Let me turn to the carer’s allowance earnings limit. Right hon. and hon. Members have mentioned the limit throughout the debate and argued that it ought to be increased. Carer’s allowance has an earnings limit, which permits carers to undertake some part-time work if they are able to do so. This recognises the benefits of staying in touch with the workplace, including greater financial independence and social interaction. In many cases, carers are keen to work, so we want to encourage them to combine some paid work with their caring duties, if they wish to do so and wherever possible. That is why we regularly increase the earnings limit.
The limit for those in receipt of carer’s allowance will increase to £132 net earnings a week from this year, which means that the earnings limit will have increased by about a third since 2010. Many of those who are receiving carer’s allowance and doing some work will also be receiving universal credit. In those cases, the 55% taper rate and any applicable work allowance will help to ensure that people are better off in work, which means more generous treatment in universal credit of earnings above the carer’s allowance earnings limit.
Right hon. and hon.
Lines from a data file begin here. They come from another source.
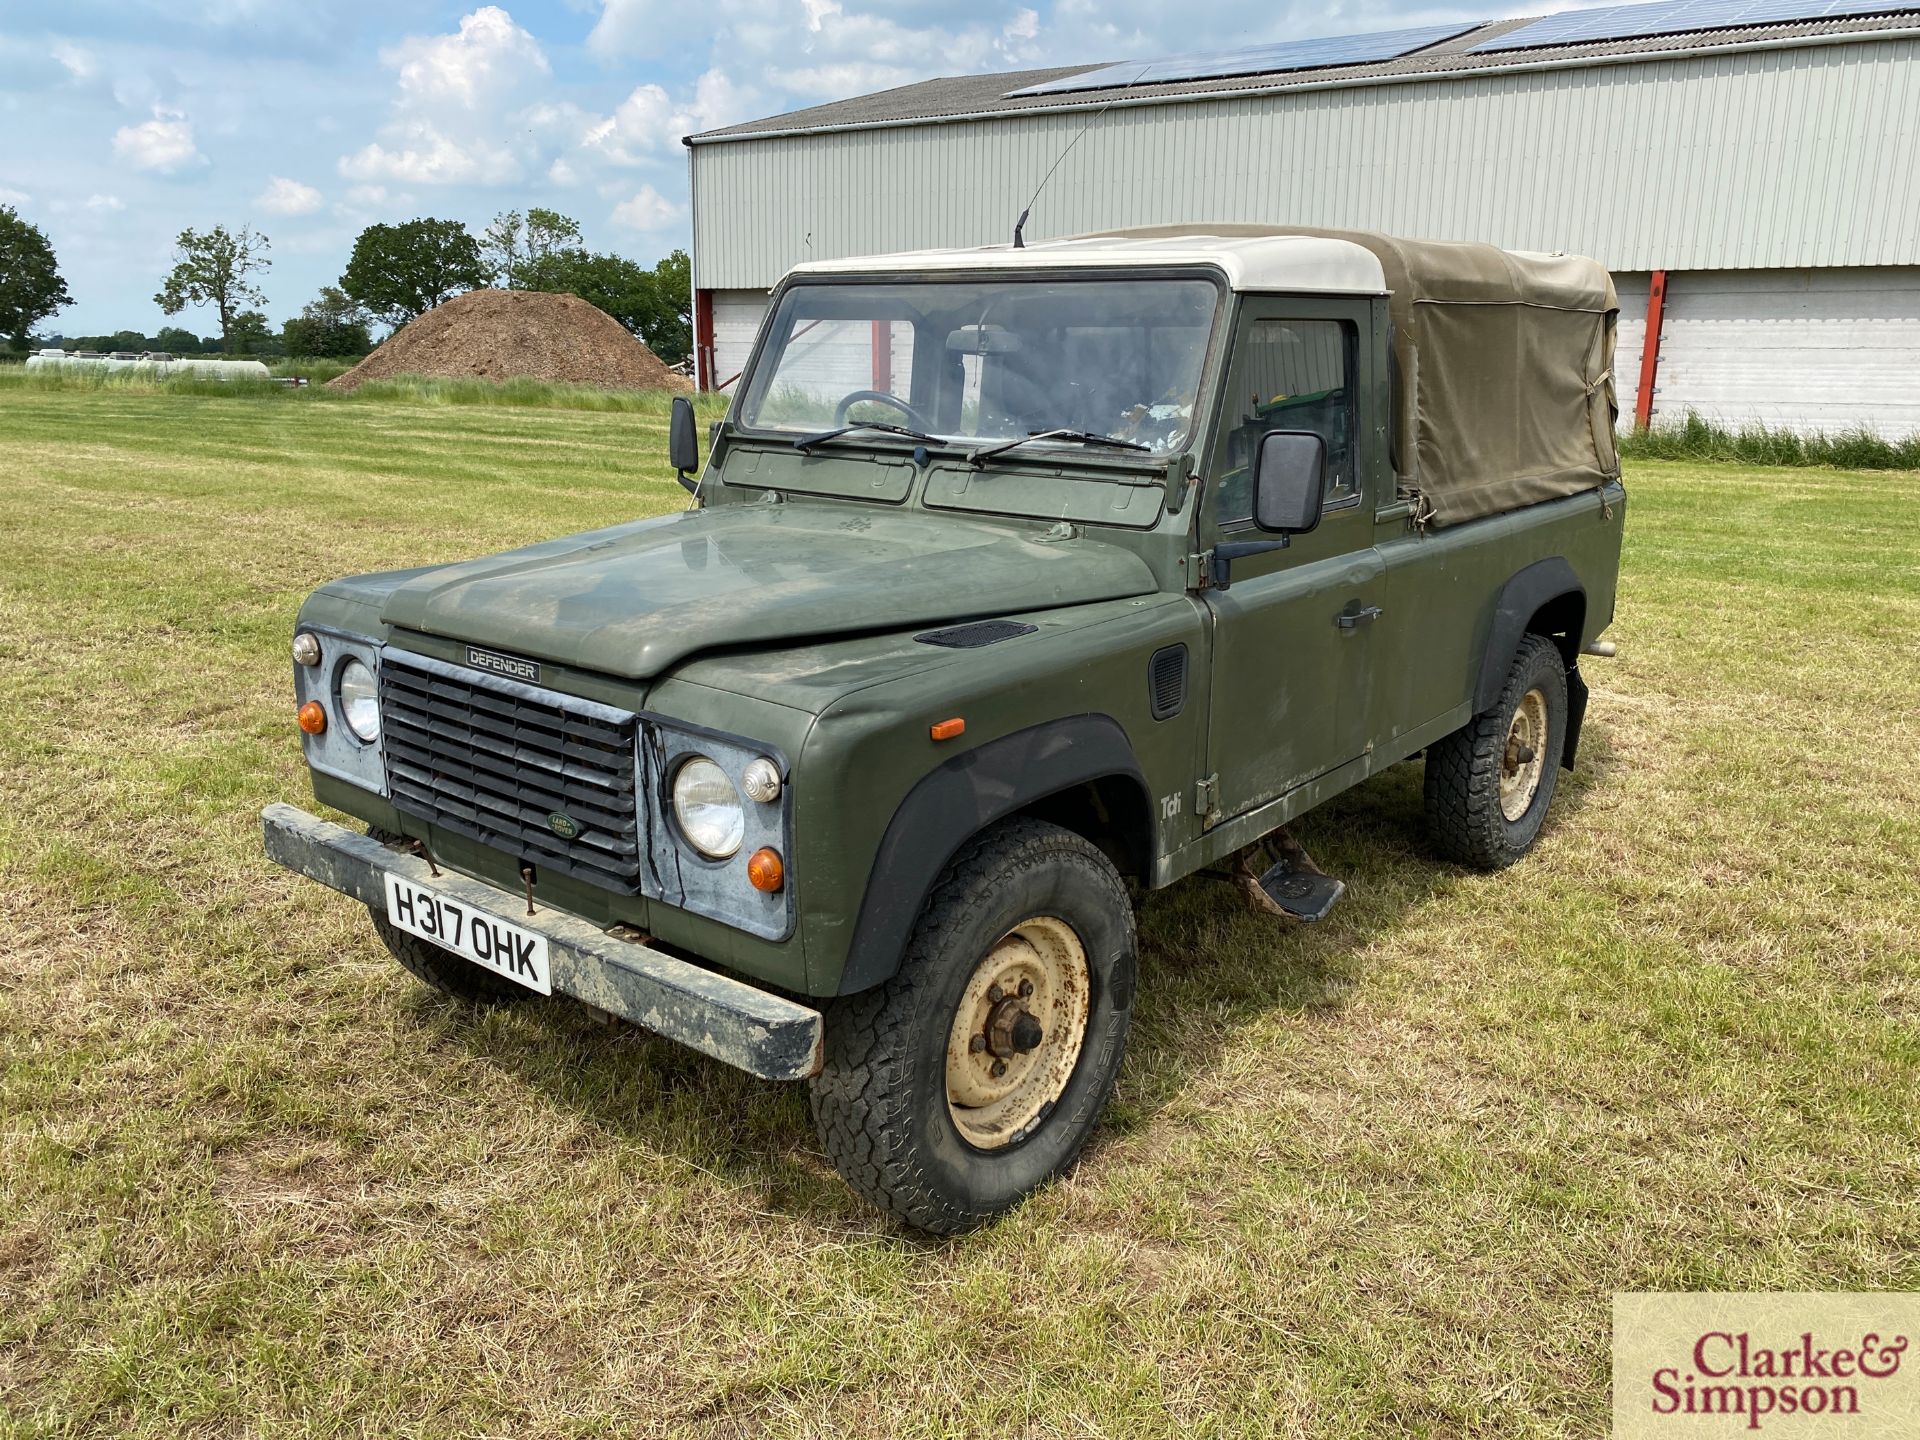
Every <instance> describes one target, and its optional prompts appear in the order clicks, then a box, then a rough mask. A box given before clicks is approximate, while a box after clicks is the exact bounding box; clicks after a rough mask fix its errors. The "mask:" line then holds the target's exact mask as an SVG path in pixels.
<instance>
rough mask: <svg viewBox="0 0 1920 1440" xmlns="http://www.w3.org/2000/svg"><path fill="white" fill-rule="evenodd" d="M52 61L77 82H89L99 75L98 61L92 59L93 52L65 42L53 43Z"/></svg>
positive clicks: (95, 59) (89, 50)
mask: <svg viewBox="0 0 1920 1440" xmlns="http://www.w3.org/2000/svg"><path fill="white" fill-rule="evenodd" d="M54 60H58V61H60V63H61V65H63V67H65V71H67V75H71V77H73V79H77V81H90V79H92V77H94V75H98V73H100V61H98V60H96V58H94V52H92V50H84V48H81V46H77V44H71V42H67V40H56V42H54Z"/></svg>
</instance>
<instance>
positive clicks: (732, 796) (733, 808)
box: [674, 755, 747, 860]
mask: <svg viewBox="0 0 1920 1440" xmlns="http://www.w3.org/2000/svg"><path fill="white" fill-rule="evenodd" d="M674 820H678V822H680V833H682V835H685V837H687V841H689V843H691V845H693V849H695V851H699V852H701V854H705V856H707V858H708V860H726V858H728V856H730V854H733V852H735V851H739V843H741V841H743V839H747V812H745V810H743V808H741V803H739V791H737V789H733V781H732V780H728V778H726V770H722V768H720V766H716V764H714V762H712V760H708V758H707V756H705V755H695V756H693V758H691V760H687V762H685V764H682V766H680V770H676V772H674Z"/></svg>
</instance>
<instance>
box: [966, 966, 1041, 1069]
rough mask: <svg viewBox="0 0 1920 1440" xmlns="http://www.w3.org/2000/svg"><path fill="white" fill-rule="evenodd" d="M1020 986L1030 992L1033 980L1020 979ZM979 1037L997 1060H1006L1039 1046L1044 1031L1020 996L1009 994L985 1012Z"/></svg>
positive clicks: (1027, 993) (1039, 1021) (986, 1047)
mask: <svg viewBox="0 0 1920 1440" xmlns="http://www.w3.org/2000/svg"><path fill="white" fill-rule="evenodd" d="M1021 985H1023V987H1025V991H1027V995H1033V981H1021ZM981 1039H985V1041H987V1046H985V1048H987V1054H991V1056H995V1058H996V1060H1008V1058H1012V1056H1016V1054H1027V1050H1033V1048H1039V1044H1041V1041H1043V1039H1046V1033H1044V1031H1043V1029H1041V1021H1039V1020H1035V1018H1033V1016H1031V1014H1029V1012H1027V1008H1025V1006H1023V1004H1021V1002H1020V996H1014V995H1008V996H1006V998H1004V1000H1000V1002H998V1004H996V1006H995V1008H993V1010H989V1012H987V1029H985V1031H983V1035H981Z"/></svg>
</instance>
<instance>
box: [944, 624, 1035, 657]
mask: <svg viewBox="0 0 1920 1440" xmlns="http://www.w3.org/2000/svg"><path fill="white" fill-rule="evenodd" d="M1035 630H1039V626H1023V624H1020V620H975V622H973V624H970V626H948V628H947V630H929V632H925V634H924V636H914V639H918V641H920V643H922V645H941V647H945V649H950V651H977V649H979V647H981V645H998V643H1000V641H1002V639H1014V636H1031V634H1033V632H1035Z"/></svg>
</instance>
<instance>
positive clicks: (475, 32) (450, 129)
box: [338, 6, 551, 184]
mask: <svg viewBox="0 0 1920 1440" xmlns="http://www.w3.org/2000/svg"><path fill="white" fill-rule="evenodd" d="M380 60H384V61H386V63H388V65H390V67H392V69H394V73H396V94H394V113H392V119H390V121H388V123H386V125H382V127H380V132H378V136H376V138H374V140H371V142H369V144H365V146H361V148H359V150H355V152H353V154H348V156H342V157H340V165H338V169H340V175H342V177H344V179H348V180H361V182H369V184H378V182H382V180H394V182H399V184H513V182H516V180H520V179H522V177H524V175H526V173H528V167H530V163H534V161H538V156H534V154H532V150H534V146H532V142H530V138H528V134H526V127H524V125H520V123H518V121H516V113H518V111H516V109H515V100H516V98H524V92H526V90H528V88H530V86H532V84H534V83H538V81H541V79H545V77H549V75H551V67H549V65H547V58H545V54H543V52H541V50H540V42H538V40H536V38H534V36H532V35H528V33H526V31H524V29H520V27H518V25H516V23H515V21H513V15H509V13H507V12H505V10H501V8H499V6H482V8H478V10H474V12H472V13H470V15H465V17H461V23H459V29H457V31H453V33H451V35H424V36H422V35H417V36H409V38H407V40H401V42H399V44H397V46H394V48H390V50H384V52H382V54H380Z"/></svg>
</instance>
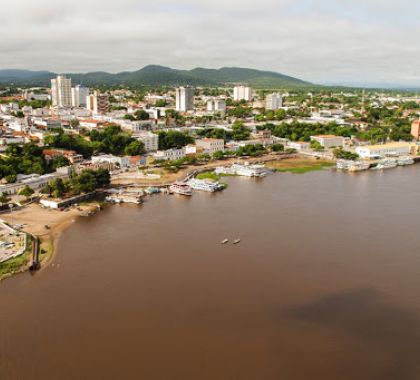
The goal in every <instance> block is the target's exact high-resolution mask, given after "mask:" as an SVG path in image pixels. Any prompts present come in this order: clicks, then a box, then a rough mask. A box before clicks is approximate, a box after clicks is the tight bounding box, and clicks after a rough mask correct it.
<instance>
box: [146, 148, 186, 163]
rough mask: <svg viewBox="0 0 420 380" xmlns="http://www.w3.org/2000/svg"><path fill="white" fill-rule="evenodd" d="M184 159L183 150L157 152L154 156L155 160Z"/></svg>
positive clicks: (180, 149)
mask: <svg viewBox="0 0 420 380" xmlns="http://www.w3.org/2000/svg"><path fill="white" fill-rule="evenodd" d="M183 157H185V149H184V148H181V149H168V150H159V151H157V152H156V153H155V154H154V155H153V158H154V159H155V160H164V161H175V160H179V159H180V158H183Z"/></svg>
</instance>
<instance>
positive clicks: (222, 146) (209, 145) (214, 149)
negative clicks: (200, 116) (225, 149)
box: [195, 138, 225, 154]
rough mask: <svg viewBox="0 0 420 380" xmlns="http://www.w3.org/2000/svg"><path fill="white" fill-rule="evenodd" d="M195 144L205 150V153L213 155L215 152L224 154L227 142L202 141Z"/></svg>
mask: <svg viewBox="0 0 420 380" xmlns="http://www.w3.org/2000/svg"><path fill="white" fill-rule="evenodd" d="M195 144H196V145H197V147H199V148H203V150H204V153H208V154H213V153H215V152H223V151H224V150H225V141H224V140H223V139H210V138H205V139H200V140H196V142H195Z"/></svg>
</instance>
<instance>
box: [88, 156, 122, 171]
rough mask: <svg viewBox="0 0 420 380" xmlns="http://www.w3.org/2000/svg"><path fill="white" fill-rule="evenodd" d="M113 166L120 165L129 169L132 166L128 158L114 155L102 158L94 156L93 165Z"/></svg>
mask: <svg viewBox="0 0 420 380" xmlns="http://www.w3.org/2000/svg"><path fill="white" fill-rule="evenodd" d="M102 163H107V164H112V165H118V166H119V167H120V168H127V167H129V166H130V160H129V158H128V157H118V156H113V155H112V154H102V155H100V156H92V164H102Z"/></svg>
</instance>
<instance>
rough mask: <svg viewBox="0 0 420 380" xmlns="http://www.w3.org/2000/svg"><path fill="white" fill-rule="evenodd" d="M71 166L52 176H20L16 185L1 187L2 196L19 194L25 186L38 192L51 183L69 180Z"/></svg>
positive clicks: (1, 186)
mask: <svg viewBox="0 0 420 380" xmlns="http://www.w3.org/2000/svg"><path fill="white" fill-rule="evenodd" d="M72 170H73V169H72V167H71V166H66V167H62V168H58V169H57V170H56V172H55V173H51V174H44V175H39V174H29V175H23V174H18V175H17V179H16V182H15V183H9V184H7V185H0V194H1V193H2V194H8V195H13V194H18V193H19V191H21V190H22V189H23V188H24V187H25V186H29V187H30V188H31V189H32V190H38V189H42V188H43V187H45V186H46V185H47V184H48V183H49V182H51V181H53V180H55V179H57V178H61V179H68V178H69V176H70V174H71V172H72Z"/></svg>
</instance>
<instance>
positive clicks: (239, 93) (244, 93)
mask: <svg viewBox="0 0 420 380" xmlns="http://www.w3.org/2000/svg"><path fill="white" fill-rule="evenodd" d="M252 92H253V91H252V88H251V87H245V86H237V87H234V88H233V100H235V101H237V102H238V101H240V100H246V101H247V102H250V101H251V100H252Z"/></svg>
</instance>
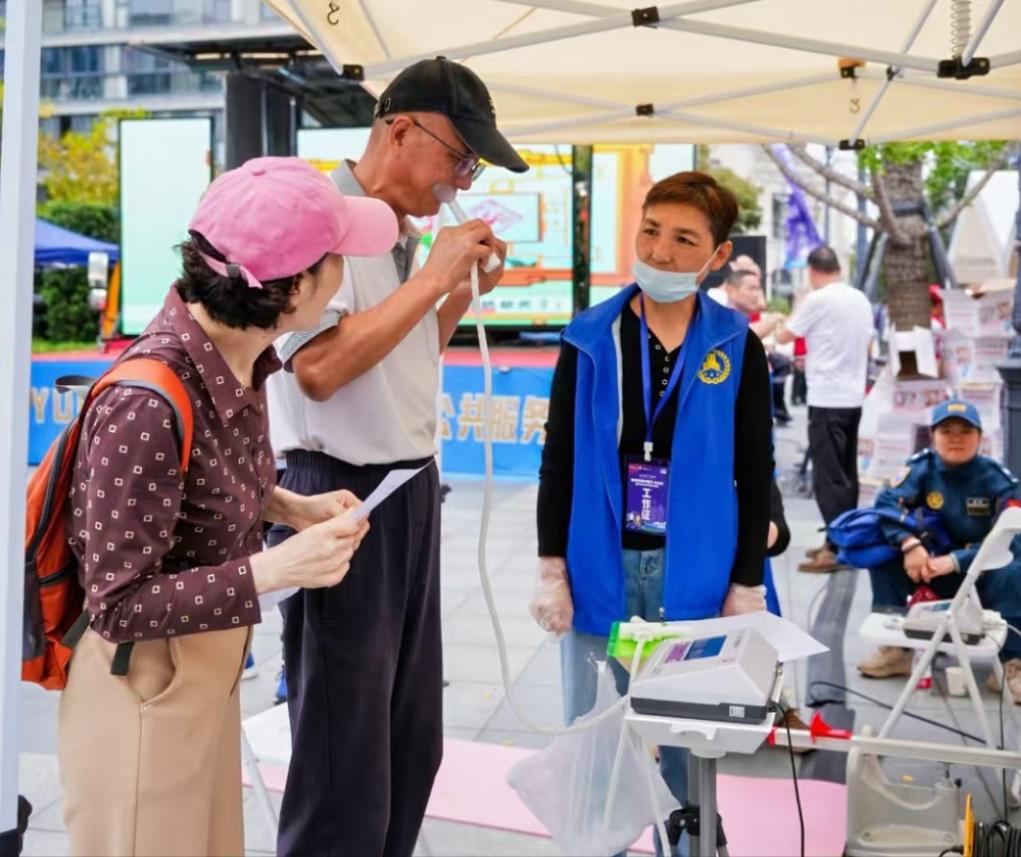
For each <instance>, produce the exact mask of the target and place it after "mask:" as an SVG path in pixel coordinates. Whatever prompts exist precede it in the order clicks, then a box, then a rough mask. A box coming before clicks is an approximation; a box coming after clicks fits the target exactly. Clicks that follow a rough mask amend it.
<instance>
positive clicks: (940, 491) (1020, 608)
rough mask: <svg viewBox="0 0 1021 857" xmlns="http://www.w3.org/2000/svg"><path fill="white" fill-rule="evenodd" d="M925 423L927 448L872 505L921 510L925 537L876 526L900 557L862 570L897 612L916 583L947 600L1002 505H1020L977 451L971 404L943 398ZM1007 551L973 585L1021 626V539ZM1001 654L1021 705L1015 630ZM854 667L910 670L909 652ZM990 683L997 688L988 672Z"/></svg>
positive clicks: (882, 655) (991, 602) (893, 653)
mask: <svg viewBox="0 0 1021 857" xmlns="http://www.w3.org/2000/svg"><path fill="white" fill-rule="evenodd" d="M931 425H932V446H931V447H930V448H928V449H923V450H922V451H921V453H918V454H916V455H915V456H913V457H912V458H911V459H909V460H908V463H907V466H906V467H905V468H904V469H903V470H902V471H901V472H900V473H898V474H897V475H896V476H895V477H894V478H893V479H892V480H890V484H889V486H888V487H886V488H884V489H883V490H882V491H881V492H880V493H879V496H877V497H876V504H875V506H876V508H877V509H886V510H892V511H894V512H902V513H907V514H908V515H912V516H916V515H919V514H920V515H921V516H922V517H923V519H924V521H925V530H926V531H927V532H928V533H931V537H927V538H926V539H925V541H924V543H923V539H922V538H919V537H918V536H917V535H916V534H915V533H914V532H913V531H912V530H911V529H909V528H907V527H903V526H900V525H897V524H895V523H888V524H884V525H883V530H884V533H885V535H886V537H887V538H888V539H889V542H890V544H892V545H894V546H896V547H898V549H900V550H901V554H902V557H903V559H898V560H896V561H894V562H891V563H887V564H885V565H881V566H877V567H876V568H872V569H869V575H870V577H871V578H872V604H873V608H872V609H873V610H874V611H878V612H892V611H895V612H904V611H905V609H906V605H907V602H908V600H909V599H910V598H911V597H912V596H913V594H914V593H915V591H916V589H917V588H919V587H922V586H926V587H928V588H929V589H931V590H932V592H934V593H935V597H936V598H939V599H950V598H953V597H954V594H955V592H957V589H958V587H959V586H960V585H961V581H962V580H963V579H964V575H965V574H966V573H967V571H968V566H969V565H970V564H971V561H972V560H973V559H974V558H975V555H976V554H978V549H979V546H980V545H981V543H982V539H983V538H985V536H986V535H987V534H988V532H989V530H991V529H992V525H993V524H994V523H995V521H996V517H998V516H999V515H1000V513H1001V512H1002V511H1003V509H1004V508H1006V507H1007V506H1014V505H1021V502H1019V492H1018V479H1017V477H1016V476H1014V474H1013V473H1011V472H1010V471H1009V470H1008V469H1007V468H1006V467H1004V466H1003V465H1002V464H1000V463H999V462H996V461H993V460H992V459H990V458H987V457H985V456H980V455H978V447H979V443H980V442H981V439H982V421H981V419H980V418H979V415H978V409H977V408H975V406H974V404H972V403H971V402H970V401H963V400H961V399H951V400H950V401H944V402H942V403H941V404H939V406H937V407H936V408H935V409H934V411H933V413H932V424H931ZM1013 549H1014V555H1015V558H1016V559H1015V561H1014V562H1013V563H1011V564H1010V565H1008V566H1006V567H1004V568H1001V569H995V570H991V571H987V572H985V573H983V574H982V576H981V577H980V578H979V579H978V582H977V584H976V588H977V591H978V597H979V599H980V600H981V602H982V606H983V607H984V608H987V609H989V610H995V611H998V612H999V613H1000V614H1001V615H1002V616H1003V617H1004V619H1006V620H1007V621H1008V622H1010V623H1011V624H1012V625H1015V626H1017V627H1019V628H1021V559H1018V558H1021V539H1018V540H1015V543H1014V545H1013ZM930 598H931V596H930ZM1000 657H1001V660H1002V661H1003V662H1004V673H1005V675H1006V677H1007V684H1008V687H1009V688H1010V692H1011V696H1012V697H1013V699H1014V702H1015V703H1018V704H1021V637H1019V636H1018V634H1017V633H1016V632H1014V631H1011V632H1009V633H1008V635H1007V641H1006V644H1005V645H1004V648H1003V650H1002V652H1001V656H1000ZM858 669H859V671H860V672H861V673H862V674H863V675H865V676H868V677H870V678H887V677H890V676H896V675H911V669H912V653H911V650H905V649H900V648H897V647H892V646H884V647H882V648H881V649H880V650H879V651H878V652H876V653H874V654H873V655H872V657H871V658H869V659H868V660H867V661H863V662H862V663H860V664H859V665H858ZM990 688H991V689H993V691H999V687H996V686H995V681H994V677H993V676H991V675H990Z"/></svg>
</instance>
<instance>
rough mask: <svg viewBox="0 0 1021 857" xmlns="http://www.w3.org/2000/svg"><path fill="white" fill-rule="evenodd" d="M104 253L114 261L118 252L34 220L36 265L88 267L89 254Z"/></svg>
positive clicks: (60, 227) (47, 221)
mask: <svg viewBox="0 0 1021 857" xmlns="http://www.w3.org/2000/svg"><path fill="white" fill-rule="evenodd" d="M95 252H99V253H106V254H107V255H108V256H109V257H110V261H111V263H113V261H116V260H117V257H118V256H119V254H120V250H119V248H118V247H117V245H116V244H107V243H106V242H105V241H97V240H96V239H94V238H88V237H86V236H85V235H79V234H78V233H77V232H71V231H70V230H69V229H63V228H62V227H59V226H57V225H56V224H51V223H50V222H49V221H44V220H43V219H42V218H36V265H88V264H89V253H95Z"/></svg>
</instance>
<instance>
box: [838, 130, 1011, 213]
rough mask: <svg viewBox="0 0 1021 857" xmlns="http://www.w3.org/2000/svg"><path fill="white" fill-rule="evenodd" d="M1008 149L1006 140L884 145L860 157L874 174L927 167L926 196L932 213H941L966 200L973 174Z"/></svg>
mask: <svg viewBox="0 0 1021 857" xmlns="http://www.w3.org/2000/svg"><path fill="white" fill-rule="evenodd" d="M1006 147H1007V143H1006V142H1004V141H1002V140H982V141H979V142H975V143H959V142H956V141H945V140H944V141H940V142H936V143H930V142H916V143H882V144H880V145H878V146H869V147H868V148H866V149H864V150H863V151H862V152H861V153H859V156H858V157H859V163H860V164H861V165H862V166H864V168H865V169H866V170H868V171H869V172H870V173H880V174H881V173H882V172H883V166H884V164H886V163H913V162H916V163H917V162H922V163H924V164H925V166H924V169H923V175H924V176H925V196H926V199H927V201H928V203H929V208H930V209H931V210H932V212H933V213H938V212H939V211H941V210H943V209H945V208H949V207H950V206H951V205H953V204H954V203H955V202H956V201H957V200H958V199H960V198H961V197H962V196H964V194H965V191H966V190H967V187H968V174H969V173H971V172H972V171H973V170H986V169H988V168H989V165H990V164H992V162H993V161H995V160H996V158H999V157H1000V156H1001V155H1002V153H1003V151H1004V149H1005V148H1006Z"/></svg>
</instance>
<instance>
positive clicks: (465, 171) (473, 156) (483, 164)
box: [386, 116, 486, 182]
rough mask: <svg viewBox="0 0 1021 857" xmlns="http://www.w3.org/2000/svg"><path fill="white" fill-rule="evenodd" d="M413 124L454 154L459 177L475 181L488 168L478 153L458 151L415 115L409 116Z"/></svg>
mask: <svg viewBox="0 0 1021 857" xmlns="http://www.w3.org/2000/svg"><path fill="white" fill-rule="evenodd" d="M408 118H409V120H410V121H411V124H412V125H414V126H415V127H416V128H418V129H419V130H420V131H424V132H425V133H426V134H428V135H429V136H430V137H432V138H433V139H434V140H435V141H436V142H438V143H439V144H440V145H442V146H443V148H445V149H446V150H447V151H448V152H450V154H452V155H453V156H454V157H455V158H456V159H457V161H456V163H454V166H453V173H454V175H455V176H456V177H457V178H458V179H471V180H472V181H473V182H474V181H476V179H478V178H479V176H481V175H482V173H483V171H484V170H485V169H486V164H485V163H483V162H482V161H481V160H479V157H478V155H474V154H466V153H465V152H463V151H458V150H457V149H455V148H454V147H453V146H451V145H450V144H449V143H448V142H447V141H446V140H444V139H443V138H442V137H439V136H437V135H436V134H433V132H432V131H430V130H429V129H428V128H426V127H425V126H424V125H423V124H422V123H421V122H419V121H418V120H417V118H416V117H415V116H408ZM386 124H387V125H393V118H389V120H387V121H386Z"/></svg>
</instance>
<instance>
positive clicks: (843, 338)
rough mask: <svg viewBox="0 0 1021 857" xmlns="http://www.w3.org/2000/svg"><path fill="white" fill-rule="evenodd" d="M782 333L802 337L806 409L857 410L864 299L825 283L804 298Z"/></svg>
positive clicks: (860, 362)
mask: <svg viewBox="0 0 1021 857" xmlns="http://www.w3.org/2000/svg"><path fill="white" fill-rule="evenodd" d="M787 330H789V331H790V332H791V333H793V334H794V335H795V336H804V337H805V344H806V348H807V350H808V353H807V354H806V358H805V376H806V381H807V383H808V387H809V407H811V408H861V407H862V403H863V402H864V401H865V383H866V378H867V375H868V371H869V343H870V342H871V340H872V331H873V321H872V304H871V303H869V299H868V298H867V297H866V296H865V295H864V294H863V293H862V292H861V291H859V290H858V289H856V288H854V287H852V286H848V285H847V284H846V283H840V282H834V283H830V284H829V285H826V286H823V287H822V288H821V289H817V290H816V291H814V292H812V293H811V294H809V295H808V296H807V297H806V298H805V301H804V302H803V303H801V305H800V306H799V307H798V310H797V312H796V313H794V316H793V318H791V320H790V321H789V322H787Z"/></svg>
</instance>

Members have mentioned the increases in fuel bills, which I absolutely recognise. The Government acknowledge that people are facing pressures with the cost of living, including rising fuel and heating costs, and Members will know about the measures announced in the spring statement last week, which build on the existing support that the Government provide and will be worth over £22 billion.
A number of schemes are in place to help with heating costs, depending on carers’ circumstances. They include the winter fuel payment, the cold weather payment and the warm home discount. I recognise the argument made by the hon. Members for Salford and Eccles and for Bolton South East about extending the warm home discount to carers. I think they will know that colleagues in the Department for Business, Energy and Industrial Strategy recently consulted on the scheme and announced that automatic rebates will be extended from those getting the guarantee credit in pension credit to include other low-income households whose homes are fuel inefficient.
The hon. Member for Worsley and Eccles South (Barbara Keeley) and others made the point that it is important that carers apply for all the support that might be available to them. Many working-age carers receive means-tested benefits as well as carer’s allowance, and I have already mentioned universal credit. Pensioner carers may be able to receive pension credit, which includes an additional amount for carers. Very importantly, receiving a means-tested benefit can act as a passport to other support, so if carers are not already receiving a means-tested benefit, I encourage them to look at gov.uk or to seek other advice, to see whether they might be entitled to that.